Summary
Key Findings:
- 401(k) plans draw many young and newly hired workers into saving for retirement. At year-end 2023, 41 percent of 401(k) plan participants were in their twenties or thirties, and 23 percent were in their forties. Nearly half of 401(k) plan participants had five years of tenure or less at their current employer, including just over one-quarter who had two years of tenure or less.
- More 401(k) plan participants held equities in 2023 than in 2007, before the onset of the Global Financial Crisis. At year-end 2023, 97 percent of participants held some portion of their assets in equities—through equity funds, the equity portion of balanced funds, and company stock. This compares with 87 percent of participants at year-end 2007.
- Compared with 401(k) plan participants in 2007, participants in 2023 obtained a higher share of their equity exposure through balanced funds, such as target date funds, and a lower share through equity funds and company stock. At year‑end 2023, 71 percent of participants held target date funds, with those funds accounting for 42 percent of assets. This compares with 26 percent of participants and 8 percent of assets in 2007. Also known as lifecycle funds, these funds are designed to offer a diversified portfolio that automatically rebalances to be more focused on income over time.
- On average, younger 401(k) plan participants allocate a higher share of their assets to equities than older participants. At year-end 2023, 75 percent of the assets in the EBRI/ICI 401(k) database were invested in equity securities. That equity share varies by participant age, however, from 90 percent of the assets of participants in their twenties to 61 percent of the assets of participants in their sixties.

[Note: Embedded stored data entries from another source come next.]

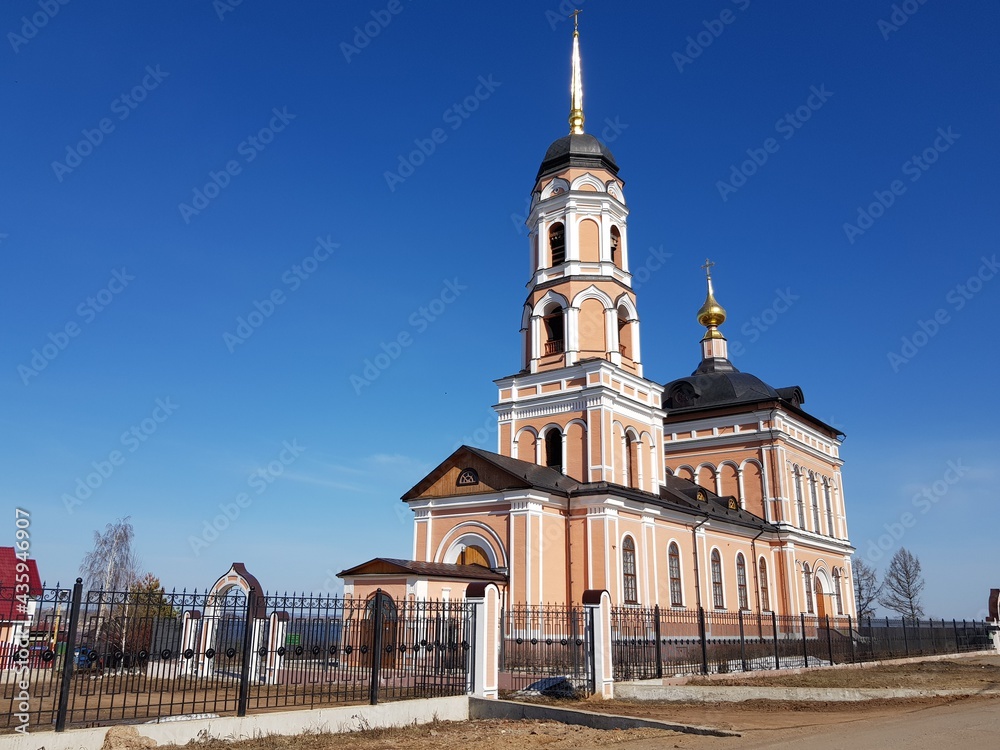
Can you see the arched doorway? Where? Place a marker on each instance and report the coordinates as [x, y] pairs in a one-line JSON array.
[[821, 604], [473, 555]]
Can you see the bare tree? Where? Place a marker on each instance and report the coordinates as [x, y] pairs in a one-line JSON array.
[[902, 585], [112, 564], [866, 587]]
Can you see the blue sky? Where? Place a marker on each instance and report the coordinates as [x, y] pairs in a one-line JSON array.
[[171, 169]]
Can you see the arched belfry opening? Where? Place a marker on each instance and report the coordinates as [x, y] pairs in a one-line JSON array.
[[625, 347], [554, 323], [553, 448], [616, 241]]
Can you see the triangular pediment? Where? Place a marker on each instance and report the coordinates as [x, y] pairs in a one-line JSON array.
[[471, 471]]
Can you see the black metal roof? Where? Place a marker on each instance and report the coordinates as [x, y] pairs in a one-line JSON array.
[[391, 565]]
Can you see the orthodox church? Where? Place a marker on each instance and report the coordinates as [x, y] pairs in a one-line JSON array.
[[714, 490]]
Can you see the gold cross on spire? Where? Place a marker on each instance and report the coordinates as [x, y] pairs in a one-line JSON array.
[[576, 82]]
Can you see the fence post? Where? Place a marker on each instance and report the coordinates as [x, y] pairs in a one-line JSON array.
[[69, 659], [850, 634], [702, 634], [248, 629], [376, 648], [774, 634], [805, 651], [597, 604], [656, 632], [743, 647], [484, 599]]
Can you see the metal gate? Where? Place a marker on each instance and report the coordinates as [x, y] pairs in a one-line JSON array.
[[547, 650]]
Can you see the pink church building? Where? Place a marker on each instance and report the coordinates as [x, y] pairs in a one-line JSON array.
[[713, 490]]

- 401(k) plan loans are widely available, but a small share take them. At year-end 2023, 77 percent of 401(k) plan participants were in plans allowing loans, but only 15 percent of participants who were eligible for loans had loans outstanding against their 401(k) plan accounts. For those participants with loans, outstanding amounts were 9 percent of participants’ remaining account balance, on average, at year-end 2023.
- 401(k) plan account balances tend to increase with participant age and tenure. Controlling for participant age, average account balances increase with the amount of tenure a worker has at their job and, controlling for tenure, average account balances generally increase with participant age. For example, at year-end 2023, participants in their forties with two years or less of tenure had an average 401(k) plan account balance of about $24,000, compared with an average 401(k) plan account balance of nearly $400,000 among participants in their fifties with more than 30 years of tenure.